Im Doppelhaushalt 2008/09 kommt das im Koalitionsvertrag vorgesehene „Sozialticket“ nicht vor. Stattdessen setzt die rotgrüne Regierung auf ein kostenneutrales Modell, analog zum Semesterticket

Von Henning Bleyl

Der Antrag des „Linken“ im Haushaltsausschuss hatte keine Chance: Zwei Millionen Euro für das „Sozialticket“ wollte Karl-Heinz Rupp in den „Risikotopf“ des Doppeletats 2008/09 einstellen. Auch im Oktober scheiterte ein entsprechender Antrag.

Dortmund hingegen hat gerade ein Monatsticket für 15 Euro eingeführt, auch andere in der Größe mit Bremen vergleichbare Städte bieten Sozialtarife. In Dresden, Duisburg und Essen bekommen die Verkehrsbetriebe dafür keine zusätzlichen Subventionen. Hannover lässt sich das Mobilitätsangebot 30.000 Euro kosten, Leipzig 230.000, Nürnberg gut doppelt so viel und Stuttgart bezuschusst sein 18 Euro-Ticket mit jährlich 1,5 Millionen. 18 Euro ist auch der Preis, der von der Hälfte der circa 80.0000 Bremer Empfangsberechtigten laut Umfrage als „gerade noch akzeptabel“ angesehen wird. Im Hartz IV-Regelsatz sind für „Mobilität“ 16,11 Euro vorgesehen. Das derzeit billigste Monatsticket der BSAG für Erwachsene kostet 43,50 Euro.

Grüne und SPD haben sich in Bremen mehrfach für die Einführung eines Sozialtickets ausgesprochen, zuletzt im Koalitionsvertrag. Hermann Kuhn von den Grünen begründet seine Ablehnung des „schuldenfinanzierten“ Antrags der „Linken“ mit der Bremer Haushaltsnotlage – immerhin erhalte die BSAG bereits einen jährlichen Betriebszuschuss von gut 60 Millionen Euro. Auch Uta Kummer, finanzpolitische Sprecherin der SPD, sieht „keinerlei Spielraum“ im Sozialhaushalt.

Umso attraktiver erscheint der Koalition der derzeit kursierende Vorschlag eines kostenneutralen Tarifs nach Vorbild des Semestertickets. Demnach könnten ALG II-Bezieher gegen einen Verzicht auf zehn Euro monatlich automatisch ein Ticket erhalten. Weitere fünf Euro solle die Bundesagentur für Arbeit (BA) beisteuern, sagt Horst Frehe, sozialpolitischer Sprecher der Grünen und Vater der Idee – die BA würde sich schließlich viele Einzelanträge etwa auf Fahrtkostenbeihilfe zu Bewerbungsgesprächen sparen. Bei einer Beteiligung von 50 Prozent sei der Kostendeckungsgrad erreicht.

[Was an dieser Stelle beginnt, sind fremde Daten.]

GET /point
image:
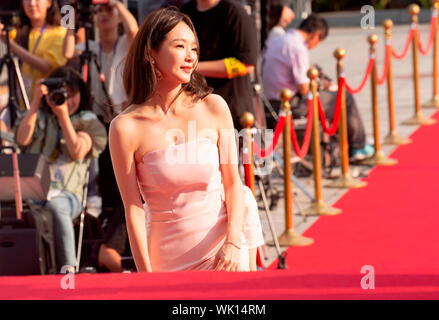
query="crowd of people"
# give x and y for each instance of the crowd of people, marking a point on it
(186, 68)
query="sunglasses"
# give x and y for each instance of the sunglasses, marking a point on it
(104, 8)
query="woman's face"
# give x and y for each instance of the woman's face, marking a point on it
(177, 57)
(36, 9)
(286, 17)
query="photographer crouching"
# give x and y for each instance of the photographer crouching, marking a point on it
(60, 126)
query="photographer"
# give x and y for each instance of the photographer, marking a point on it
(59, 126)
(38, 41)
(111, 51)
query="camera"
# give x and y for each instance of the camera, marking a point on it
(58, 93)
(9, 5)
(9, 12)
(86, 9)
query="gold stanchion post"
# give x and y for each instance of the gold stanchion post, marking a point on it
(392, 137)
(318, 206)
(418, 118)
(378, 157)
(434, 102)
(247, 120)
(289, 237)
(346, 180)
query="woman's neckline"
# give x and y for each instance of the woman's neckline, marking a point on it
(149, 153)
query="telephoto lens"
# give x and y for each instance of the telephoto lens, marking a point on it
(58, 93)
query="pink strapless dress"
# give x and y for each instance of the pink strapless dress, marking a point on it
(185, 209)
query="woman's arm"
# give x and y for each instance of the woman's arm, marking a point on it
(26, 128)
(217, 69)
(228, 255)
(68, 47)
(122, 148)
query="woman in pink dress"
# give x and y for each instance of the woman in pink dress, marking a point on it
(174, 147)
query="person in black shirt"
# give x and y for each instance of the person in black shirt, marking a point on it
(228, 50)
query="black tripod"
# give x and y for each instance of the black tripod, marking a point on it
(14, 78)
(88, 57)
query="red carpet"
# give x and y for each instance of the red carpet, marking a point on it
(390, 225)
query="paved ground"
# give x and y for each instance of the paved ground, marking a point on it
(354, 41)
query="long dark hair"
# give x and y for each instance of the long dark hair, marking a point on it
(74, 81)
(139, 78)
(275, 9)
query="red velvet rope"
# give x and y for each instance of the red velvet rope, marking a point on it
(336, 118)
(301, 152)
(368, 71)
(277, 132)
(247, 170)
(383, 78)
(407, 46)
(430, 38)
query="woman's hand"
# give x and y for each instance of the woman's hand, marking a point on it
(227, 258)
(60, 111)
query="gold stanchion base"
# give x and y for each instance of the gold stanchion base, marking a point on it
(433, 103)
(419, 119)
(319, 208)
(379, 159)
(393, 138)
(291, 238)
(346, 181)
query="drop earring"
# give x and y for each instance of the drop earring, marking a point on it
(157, 72)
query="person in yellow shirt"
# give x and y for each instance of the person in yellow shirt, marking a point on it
(38, 42)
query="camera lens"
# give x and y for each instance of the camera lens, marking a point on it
(58, 97)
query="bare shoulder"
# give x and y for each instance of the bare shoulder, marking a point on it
(124, 122)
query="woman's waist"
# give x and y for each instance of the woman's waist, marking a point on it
(184, 202)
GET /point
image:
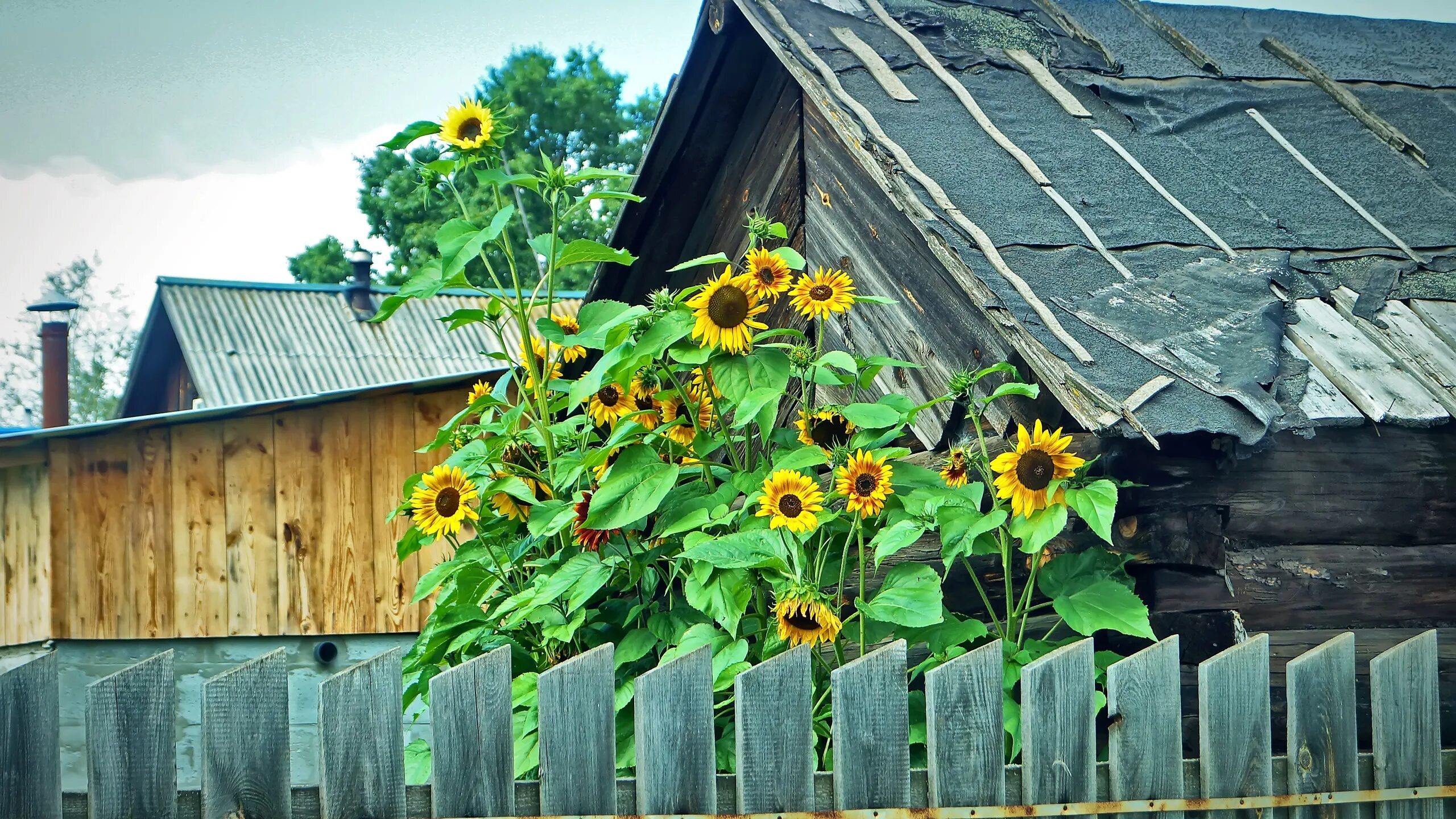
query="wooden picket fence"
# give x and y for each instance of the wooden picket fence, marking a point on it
(131, 763)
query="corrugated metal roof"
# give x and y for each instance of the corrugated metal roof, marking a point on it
(246, 343)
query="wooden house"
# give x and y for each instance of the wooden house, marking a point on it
(1219, 239)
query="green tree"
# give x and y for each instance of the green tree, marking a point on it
(571, 110)
(101, 343)
(321, 263)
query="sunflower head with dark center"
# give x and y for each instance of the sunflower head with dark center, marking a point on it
(729, 307)
(1034, 470)
(448, 502)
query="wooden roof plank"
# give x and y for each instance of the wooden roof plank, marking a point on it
(1365, 374)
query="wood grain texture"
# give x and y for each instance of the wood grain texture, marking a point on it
(245, 739)
(1321, 725)
(1234, 723)
(30, 739)
(1405, 725)
(578, 735)
(871, 730)
(965, 734)
(253, 525)
(131, 742)
(676, 757)
(362, 748)
(1057, 732)
(774, 730)
(472, 755)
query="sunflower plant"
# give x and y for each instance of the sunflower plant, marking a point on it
(679, 474)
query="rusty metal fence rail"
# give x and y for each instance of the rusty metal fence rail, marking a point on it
(131, 766)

Und wenn nicht? „Wir sind wild entschlossen, ein Sozialticket einzuführen“, beteuert Karin Garling, sozialpolitische Sprecherin der SPD. Auch der Sprecher des Verkehrsressorts ist optimistisch: „Es soll auf jeden Fall ein Sozialticket geben“, bis zur Sommerpause sei die Sache vom Tisch. Anfang April allerdings wird der Haushalt endgültig festgezurrt – nach derzeitigem Stand ohne etwaigen Sozialticket-Zuschuss.